I am aware that the odds of having a mediocre teacher are high, yet you should instill your confidence in them. You enable confidence in other professionals, including doctors. Have you ever asked your doctor to see their university transcript on classes they passed and failed… heck you might have a C- doctor, but you still go to them, and the reason is justifiable -you trust them, you must do this with your child’s teacher.

As a father of three elementary school children and a postsecondary lecturer that is married to an elementary school teacher and a brother to a Professor of Education, in my opinion, if you want leaders, allow your children to be lead on a proper path for success. Help teachers, help you, help our children and let’s build a prosperous future – support them. Visit NOW!

Wednesday, December 7, 2016

Tiss the season NOT to be Stressed – Santa Treats Everyone Equally

Parents do you remember the 1996 blockbuster hit “Jingle All the Way” starring Sindbad and Arnold Schwarzenegger? Don’t worry if you missed it, it wasn’t a “must see” movie, and far from being a blockbuster, it was simply about two fathers, one was a stressed-out workaholic, and the other was an overworked postal worker; each has a son, and both of them promised their sons the cool new toy for Christmas. However, both fathers waited until Christmas Eve to buy it.

This box office disappointment does reflect some real-life scenarios that more than a few parents face this time in the year. A large percentage of the population are middle-class parents requiring dual household incomes, with many parents working more than one job to stay afloat.

IN the holiday season prices of almost everything goes up, forcing more parents to work longer hours, and not having time to shop, and when they do attempt to buy overpriced gifts, they must fall mercy to the corporate brands and chaotic, hellish environment.

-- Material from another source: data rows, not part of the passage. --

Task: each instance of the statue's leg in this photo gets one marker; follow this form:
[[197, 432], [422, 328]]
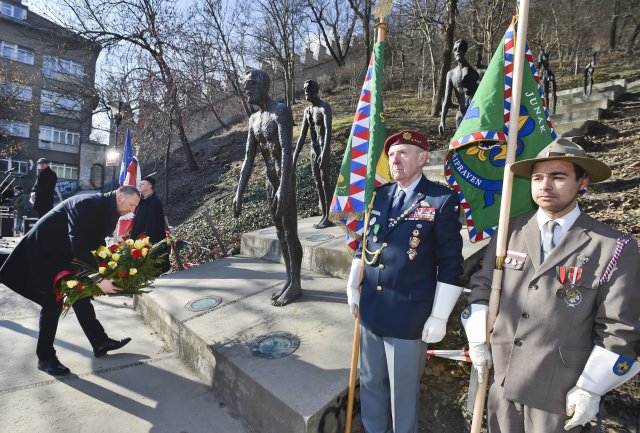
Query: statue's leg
[[327, 193], [294, 256], [315, 169]]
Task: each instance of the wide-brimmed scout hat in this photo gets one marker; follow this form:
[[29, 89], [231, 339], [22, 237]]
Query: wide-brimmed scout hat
[[565, 150]]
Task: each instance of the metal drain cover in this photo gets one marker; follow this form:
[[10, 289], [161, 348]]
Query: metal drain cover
[[202, 304], [275, 345], [319, 238]]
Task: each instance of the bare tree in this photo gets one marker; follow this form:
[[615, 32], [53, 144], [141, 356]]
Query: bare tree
[[336, 23], [448, 30], [152, 27], [221, 21], [363, 10], [280, 24]]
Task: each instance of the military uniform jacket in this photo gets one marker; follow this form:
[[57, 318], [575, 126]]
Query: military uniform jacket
[[543, 337], [397, 291], [71, 230]]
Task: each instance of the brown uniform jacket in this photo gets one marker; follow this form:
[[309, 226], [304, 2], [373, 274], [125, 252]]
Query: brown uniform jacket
[[541, 341]]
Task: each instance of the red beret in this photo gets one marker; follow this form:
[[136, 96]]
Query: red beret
[[407, 137]]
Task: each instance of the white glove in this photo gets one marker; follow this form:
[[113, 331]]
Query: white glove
[[582, 405], [434, 330], [353, 285], [480, 357]]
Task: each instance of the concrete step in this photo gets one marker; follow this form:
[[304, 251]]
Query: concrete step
[[597, 87], [576, 115], [576, 98], [576, 129], [324, 251], [302, 392], [603, 104]]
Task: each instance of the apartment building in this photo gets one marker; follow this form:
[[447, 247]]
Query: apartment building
[[46, 100]]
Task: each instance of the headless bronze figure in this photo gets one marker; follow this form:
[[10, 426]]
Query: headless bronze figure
[[317, 120], [589, 70], [270, 133], [463, 80], [548, 81]]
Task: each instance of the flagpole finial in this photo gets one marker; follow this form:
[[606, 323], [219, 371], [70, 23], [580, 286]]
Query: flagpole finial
[[382, 9]]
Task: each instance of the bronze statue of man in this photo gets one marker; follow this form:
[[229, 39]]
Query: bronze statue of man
[[270, 133], [317, 120], [463, 80], [589, 70], [548, 81]]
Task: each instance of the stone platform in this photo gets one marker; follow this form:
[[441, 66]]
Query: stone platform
[[302, 392]]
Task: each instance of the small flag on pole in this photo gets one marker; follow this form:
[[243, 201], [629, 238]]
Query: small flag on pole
[[364, 166], [129, 175], [474, 165]]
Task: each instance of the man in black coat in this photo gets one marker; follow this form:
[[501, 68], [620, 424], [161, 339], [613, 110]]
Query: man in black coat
[[149, 218], [44, 188], [70, 231]]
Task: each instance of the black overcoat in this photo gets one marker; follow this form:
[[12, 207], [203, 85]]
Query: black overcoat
[[71, 230], [44, 188]]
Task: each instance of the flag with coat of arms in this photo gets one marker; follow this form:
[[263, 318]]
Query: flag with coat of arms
[[129, 175], [364, 166], [474, 164]]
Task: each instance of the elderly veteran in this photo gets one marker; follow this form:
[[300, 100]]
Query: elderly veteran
[[412, 263], [569, 305]]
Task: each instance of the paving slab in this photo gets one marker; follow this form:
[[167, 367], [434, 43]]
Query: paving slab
[[324, 250], [143, 387], [298, 393], [597, 87]]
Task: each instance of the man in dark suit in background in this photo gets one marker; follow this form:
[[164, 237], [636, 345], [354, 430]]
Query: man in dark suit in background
[[44, 188], [149, 219], [70, 231], [413, 260]]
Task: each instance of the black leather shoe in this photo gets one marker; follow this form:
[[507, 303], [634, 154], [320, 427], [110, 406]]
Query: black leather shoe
[[110, 344], [53, 367]]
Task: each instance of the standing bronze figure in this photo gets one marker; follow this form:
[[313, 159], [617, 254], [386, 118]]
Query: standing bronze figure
[[589, 70], [548, 81], [463, 80], [270, 133], [317, 120]]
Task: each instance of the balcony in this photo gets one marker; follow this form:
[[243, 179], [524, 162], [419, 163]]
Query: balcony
[[58, 147]]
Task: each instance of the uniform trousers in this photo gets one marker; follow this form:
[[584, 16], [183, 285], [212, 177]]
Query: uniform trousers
[[390, 374], [504, 416], [50, 315]]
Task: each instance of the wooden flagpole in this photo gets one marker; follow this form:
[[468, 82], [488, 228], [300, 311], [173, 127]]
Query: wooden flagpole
[[382, 27], [505, 204]]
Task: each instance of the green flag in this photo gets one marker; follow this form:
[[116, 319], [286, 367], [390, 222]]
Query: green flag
[[475, 162]]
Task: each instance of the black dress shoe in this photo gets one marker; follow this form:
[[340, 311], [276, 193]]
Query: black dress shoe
[[53, 367], [108, 345]]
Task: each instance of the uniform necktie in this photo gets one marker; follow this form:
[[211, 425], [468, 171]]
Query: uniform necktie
[[548, 243], [398, 203]]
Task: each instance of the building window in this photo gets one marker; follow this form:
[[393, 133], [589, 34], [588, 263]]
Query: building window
[[14, 128], [51, 135], [13, 11], [14, 52], [58, 104], [60, 69], [10, 90], [8, 164], [64, 171]]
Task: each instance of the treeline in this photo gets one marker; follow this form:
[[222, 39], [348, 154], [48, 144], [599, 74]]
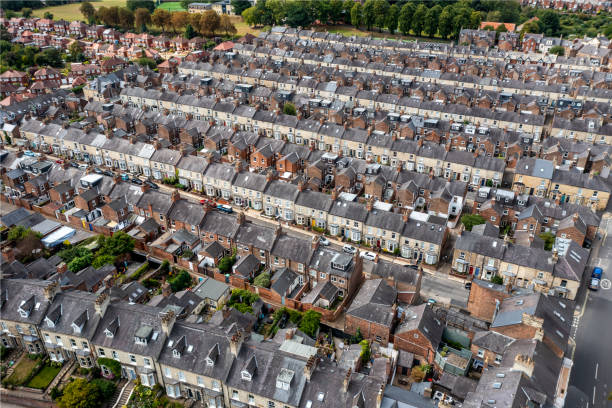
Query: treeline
[[208, 23], [442, 18]]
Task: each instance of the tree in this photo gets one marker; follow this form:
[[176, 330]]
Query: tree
[[161, 18], [88, 11], [369, 15], [262, 280], [250, 16], [310, 323], [381, 8], [126, 18], [356, 15], [181, 281], [557, 50], [133, 5], [189, 32], [227, 26], [80, 394], [418, 19], [469, 220], [405, 18], [142, 17], [179, 20], [210, 22], [366, 352], [445, 23], [336, 9], [289, 109], [240, 5], [498, 280], [431, 20], [392, 18]]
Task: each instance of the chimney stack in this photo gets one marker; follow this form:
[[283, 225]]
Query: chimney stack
[[101, 303], [167, 320]]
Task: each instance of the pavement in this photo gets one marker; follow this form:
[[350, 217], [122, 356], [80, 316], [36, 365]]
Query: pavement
[[591, 379]]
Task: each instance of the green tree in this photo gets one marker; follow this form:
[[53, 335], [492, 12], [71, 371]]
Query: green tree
[[431, 20], [250, 16], [102, 260], [392, 18], [80, 394], [262, 280], [418, 19], [310, 322], [557, 50], [405, 18], [356, 15], [445, 23], [181, 281], [381, 8], [469, 220], [369, 14], [142, 18], [240, 5], [136, 4], [88, 11], [289, 109]]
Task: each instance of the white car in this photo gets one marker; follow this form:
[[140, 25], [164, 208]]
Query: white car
[[349, 249], [370, 256]]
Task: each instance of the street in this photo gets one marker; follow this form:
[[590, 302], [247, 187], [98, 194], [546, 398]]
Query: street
[[591, 379]]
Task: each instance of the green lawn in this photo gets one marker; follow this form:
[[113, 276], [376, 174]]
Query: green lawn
[[70, 12], [22, 370], [44, 377], [172, 6]]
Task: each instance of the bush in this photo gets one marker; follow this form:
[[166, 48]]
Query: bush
[[262, 280]]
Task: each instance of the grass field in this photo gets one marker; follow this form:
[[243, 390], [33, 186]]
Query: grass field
[[70, 12], [44, 377], [172, 6]]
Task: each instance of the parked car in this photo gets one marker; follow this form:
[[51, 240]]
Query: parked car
[[370, 256], [225, 208], [349, 249]]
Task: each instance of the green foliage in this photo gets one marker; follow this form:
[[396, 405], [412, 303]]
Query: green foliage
[[148, 62], [262, 280], [469, 220], [310, 322], [113, 365], [181, 281], [107, 388], [102, 260], [366, 351], [557, 50], [136, 4], [498, 280], [289, 109], [226, 263], [80, 394], [549, 240]]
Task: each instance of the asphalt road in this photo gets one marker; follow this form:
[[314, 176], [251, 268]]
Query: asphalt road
[[591, 379]]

However we can buy online and not worry, it’s a simple click and pay – or is it?
Well its not that simple if the toy is not available or sold-out. The toys industry has several advantages compared to other manufacturing and distributing sectors. They can control the market, and not be publicly scrutinized (As a pharmaceutical company would be.) To prevent flat sales, months or weeks before the Christmas holiday, the toy industry simply increases their marketing with commercials and excels manufacturing and flood the market with the cool new toy, making it available everywhere.

Then at Christmas, the toy manufacturer slows production down, therefore causing an increased demand and making parents frantic; because they promised their child the “cool new toy,” forcing the parent to buy a different and more often expensive alternative.

Good news parents, after Christmas is over, and you bought the more expensive toy to make up for the inability and letdown you caused because you couldn’t give the “cool new toy” to your child; the manufacturers will release mass quantities of that toy so you can buy it! Helping you and their post-Christmas financial figures, assuring that they are stabilized.

What can a parent do so they are not guilted, pressured and extorted into buying toys that are costly because they were intentionally shorted on the market?

With the spirit of Christmas, it can be an excellent opportunity to teach our children about the value of appreciation and equality. We live in a very diverse socially economic country, with drastic ranges in household incomes. We as parents are aware that our children compare gifts they receive from Santa, causing some children to wonder why the other kid got the expensive toy, and they did not.

So why not have Santa bring the toy that doesn’t cost a small fortune. Let it be something with significant meaning. And not the toy that will make “Johnny” at school feel like he got short sticked by Santa. Teach our children that Santa treats everyone equal.

Leave that expensive, cool new toy that’s has been swept off the shelves to come from you.
This will allow parents an opportunity to give their children a written promissory note; with a dedicated day to shop for that toy –After Christmas (it could even be on sale saving you some extra money.)

This will allow your child an opportunity to understand that you worked hard to get this present for them; and who knows your child may want something entirely different when the promised shopping day comes along.